Suppose $A$ is a complex Hermitian matrix which then can be expressed as
$A = B + iC$
for $B$ and $C$ are real matrix.
I have proved that $A$ is Hermitian iff the following matrix $M$ is symmetric:
$$
M =
\begin{pmatrix}
B & -C\\
C & B
\end{pmatrix}
$$
let $\lambda $ be an eigenvalue of $A$ then is $\lambda$ also an eigenvalue of $M$?
My first approach was the following:
since I proved that $M$ is symmetric and wants to show that the eigenvalue of $A$ is also an eigenvalue of $M$, I got some ideas from here and here.
Since the $det(M) = |det(B+iC)|^2 = |det(A)|^2$ and we also know that the determinant is a product of eigenvalues,
$det(A) = \lambda \Delta$, (where $\Delta$ is the product of all the eigenvalues of $A$ except $\lambda$)
$\lambda$ has to involve in the $det(M)$. But since $det(M) = |det(A)|^2$, I think it will have $\lambda ^2$ instead of $\lambda$.
I am kind of stuck here and my mind is tunneled right now. Is this whole process wrong or am I missing something?
Best Answer
The map $\phi:M_n(\mathbb{C})\rightarrow M_{2n}(\mathbb{R})$, mapping $X+iY$ to $$ \begin{bmatrix} X & -Y\\ Y & X \end{bmatrix} $$ has the property that for a complex vector $z=x+iy\in\mathbb{C}^n$, we have $$ Mz = \tilde{x}+i\tilde{y} $$ where $$ \phi(M)\begin{bmatrix} x\\ y \end{bmatrix}=\begin{bmatrix} \tilde{x}\\ \tilde{y} \end{bmatrix}. $$ So if $\lambda$ is a real eigenvalue of $M$, then it is an eigenvalue of $\phi(M)$, too.
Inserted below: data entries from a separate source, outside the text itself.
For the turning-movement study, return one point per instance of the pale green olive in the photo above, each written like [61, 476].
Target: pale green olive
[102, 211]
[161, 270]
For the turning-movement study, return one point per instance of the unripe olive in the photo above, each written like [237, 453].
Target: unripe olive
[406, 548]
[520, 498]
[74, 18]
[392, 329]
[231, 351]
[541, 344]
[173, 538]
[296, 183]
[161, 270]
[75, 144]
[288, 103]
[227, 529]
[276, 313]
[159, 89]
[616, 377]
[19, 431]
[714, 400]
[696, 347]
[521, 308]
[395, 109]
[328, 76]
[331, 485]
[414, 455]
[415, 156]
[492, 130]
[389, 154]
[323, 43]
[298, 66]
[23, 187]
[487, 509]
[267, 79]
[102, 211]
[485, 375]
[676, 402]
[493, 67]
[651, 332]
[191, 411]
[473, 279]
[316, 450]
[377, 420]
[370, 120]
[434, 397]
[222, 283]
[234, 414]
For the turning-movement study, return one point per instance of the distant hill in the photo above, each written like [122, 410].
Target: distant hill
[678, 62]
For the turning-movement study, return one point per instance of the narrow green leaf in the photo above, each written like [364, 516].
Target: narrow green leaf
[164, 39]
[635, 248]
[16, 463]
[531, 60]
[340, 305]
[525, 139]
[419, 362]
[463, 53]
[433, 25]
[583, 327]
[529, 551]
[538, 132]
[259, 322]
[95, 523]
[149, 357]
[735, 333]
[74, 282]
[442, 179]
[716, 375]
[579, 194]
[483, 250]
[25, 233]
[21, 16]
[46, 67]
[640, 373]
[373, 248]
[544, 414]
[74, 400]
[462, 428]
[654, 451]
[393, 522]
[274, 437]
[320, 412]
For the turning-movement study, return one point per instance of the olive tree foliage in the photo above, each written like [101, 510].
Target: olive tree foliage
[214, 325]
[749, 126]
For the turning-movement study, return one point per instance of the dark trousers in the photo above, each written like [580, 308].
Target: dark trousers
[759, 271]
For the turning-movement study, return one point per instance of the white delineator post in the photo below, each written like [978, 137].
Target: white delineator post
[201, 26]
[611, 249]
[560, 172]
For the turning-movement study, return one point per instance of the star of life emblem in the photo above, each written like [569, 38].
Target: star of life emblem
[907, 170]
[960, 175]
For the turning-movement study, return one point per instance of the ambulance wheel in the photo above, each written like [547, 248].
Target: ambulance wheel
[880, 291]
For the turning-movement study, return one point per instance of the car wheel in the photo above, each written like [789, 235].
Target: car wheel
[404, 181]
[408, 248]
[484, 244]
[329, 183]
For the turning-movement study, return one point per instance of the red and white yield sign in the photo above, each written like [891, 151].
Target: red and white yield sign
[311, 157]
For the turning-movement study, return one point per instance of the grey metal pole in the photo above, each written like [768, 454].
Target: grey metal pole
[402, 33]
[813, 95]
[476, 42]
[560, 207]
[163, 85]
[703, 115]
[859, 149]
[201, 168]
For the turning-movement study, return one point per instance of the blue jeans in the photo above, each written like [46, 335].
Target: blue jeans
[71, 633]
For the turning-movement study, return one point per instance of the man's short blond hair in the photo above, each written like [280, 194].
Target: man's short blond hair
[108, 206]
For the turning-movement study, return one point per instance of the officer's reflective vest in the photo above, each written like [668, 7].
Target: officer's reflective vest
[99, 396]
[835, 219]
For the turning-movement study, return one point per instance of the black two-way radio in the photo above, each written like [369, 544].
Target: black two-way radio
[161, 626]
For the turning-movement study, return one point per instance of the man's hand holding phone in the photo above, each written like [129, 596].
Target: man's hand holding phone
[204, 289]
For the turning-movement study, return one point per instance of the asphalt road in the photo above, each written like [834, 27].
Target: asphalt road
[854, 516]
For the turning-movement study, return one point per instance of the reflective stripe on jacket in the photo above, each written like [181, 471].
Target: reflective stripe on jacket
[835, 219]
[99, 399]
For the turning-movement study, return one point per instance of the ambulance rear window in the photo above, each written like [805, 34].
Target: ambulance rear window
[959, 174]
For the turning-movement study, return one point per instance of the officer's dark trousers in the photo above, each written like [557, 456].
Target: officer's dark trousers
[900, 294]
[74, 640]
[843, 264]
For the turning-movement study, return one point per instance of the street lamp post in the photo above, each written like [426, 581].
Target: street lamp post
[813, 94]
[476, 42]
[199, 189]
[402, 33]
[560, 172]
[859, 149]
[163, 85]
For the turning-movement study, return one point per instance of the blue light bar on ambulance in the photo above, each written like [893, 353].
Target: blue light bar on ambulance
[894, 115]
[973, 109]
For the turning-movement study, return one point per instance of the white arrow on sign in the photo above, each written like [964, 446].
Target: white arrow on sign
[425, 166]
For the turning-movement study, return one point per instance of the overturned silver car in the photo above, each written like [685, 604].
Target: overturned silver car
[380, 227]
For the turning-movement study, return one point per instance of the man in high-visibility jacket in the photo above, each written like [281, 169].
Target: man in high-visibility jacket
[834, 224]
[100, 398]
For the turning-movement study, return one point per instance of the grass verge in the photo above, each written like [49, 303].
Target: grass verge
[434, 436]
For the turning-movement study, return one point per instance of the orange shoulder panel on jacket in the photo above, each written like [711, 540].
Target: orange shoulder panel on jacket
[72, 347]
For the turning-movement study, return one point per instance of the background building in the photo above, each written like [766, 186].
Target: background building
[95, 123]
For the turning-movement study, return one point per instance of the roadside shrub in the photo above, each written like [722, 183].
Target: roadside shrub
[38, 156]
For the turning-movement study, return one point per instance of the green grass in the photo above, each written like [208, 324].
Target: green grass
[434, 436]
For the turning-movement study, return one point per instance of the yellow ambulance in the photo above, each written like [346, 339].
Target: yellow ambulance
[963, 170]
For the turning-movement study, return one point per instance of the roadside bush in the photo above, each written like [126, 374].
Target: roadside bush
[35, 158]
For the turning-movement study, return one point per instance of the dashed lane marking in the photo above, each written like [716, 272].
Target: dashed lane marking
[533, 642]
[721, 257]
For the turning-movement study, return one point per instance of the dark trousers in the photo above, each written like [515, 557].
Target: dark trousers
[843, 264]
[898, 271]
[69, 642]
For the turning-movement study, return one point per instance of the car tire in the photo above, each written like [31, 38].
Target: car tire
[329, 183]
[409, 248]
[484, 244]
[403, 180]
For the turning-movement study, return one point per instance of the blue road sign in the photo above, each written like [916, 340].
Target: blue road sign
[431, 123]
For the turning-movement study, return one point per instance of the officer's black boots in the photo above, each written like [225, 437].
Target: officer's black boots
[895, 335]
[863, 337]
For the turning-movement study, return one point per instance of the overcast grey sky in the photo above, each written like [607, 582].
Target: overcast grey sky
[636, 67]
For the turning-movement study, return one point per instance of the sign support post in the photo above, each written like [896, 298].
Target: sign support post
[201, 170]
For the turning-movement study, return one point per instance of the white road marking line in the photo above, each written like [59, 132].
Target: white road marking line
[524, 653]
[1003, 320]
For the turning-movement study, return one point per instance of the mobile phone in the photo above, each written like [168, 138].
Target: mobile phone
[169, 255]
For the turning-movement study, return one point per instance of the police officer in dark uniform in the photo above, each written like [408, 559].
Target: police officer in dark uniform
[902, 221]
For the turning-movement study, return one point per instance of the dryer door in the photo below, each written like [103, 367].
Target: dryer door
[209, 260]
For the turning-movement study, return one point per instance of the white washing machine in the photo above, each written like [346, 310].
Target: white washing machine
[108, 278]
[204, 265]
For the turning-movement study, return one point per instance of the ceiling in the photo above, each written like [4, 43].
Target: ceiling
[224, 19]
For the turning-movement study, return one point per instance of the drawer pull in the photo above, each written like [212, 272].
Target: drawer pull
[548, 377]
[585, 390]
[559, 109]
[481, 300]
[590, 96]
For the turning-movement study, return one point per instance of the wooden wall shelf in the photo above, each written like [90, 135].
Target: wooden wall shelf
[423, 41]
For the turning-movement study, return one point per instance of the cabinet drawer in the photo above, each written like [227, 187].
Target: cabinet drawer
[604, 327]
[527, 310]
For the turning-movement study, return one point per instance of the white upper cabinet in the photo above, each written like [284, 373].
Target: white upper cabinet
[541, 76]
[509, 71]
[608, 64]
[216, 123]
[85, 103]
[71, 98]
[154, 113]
Edit: To understand what happens to eigenvalues under this map, it is enough to evaluate it on diagonal matrices. If $M=diag(\lambda_1,\dots,\lambda_n)$, then there is a $2\times 2$-block in $\phi(M)$ for each $\lambda_i$: If $\lambda_i$ is real, then it is $\lambda_i I_2$. If $\lambda_i=x+iy$ is complex, then the block is $$ \begin{bmatrix} x & -y\\ y & x \end{bmatrix} $$ and this $2\times 2$-matrix has characteristic polynomial $t^2-2tx+x^2+y^2$. Since $y\neq 0$, it has no real roots for any $x,y$.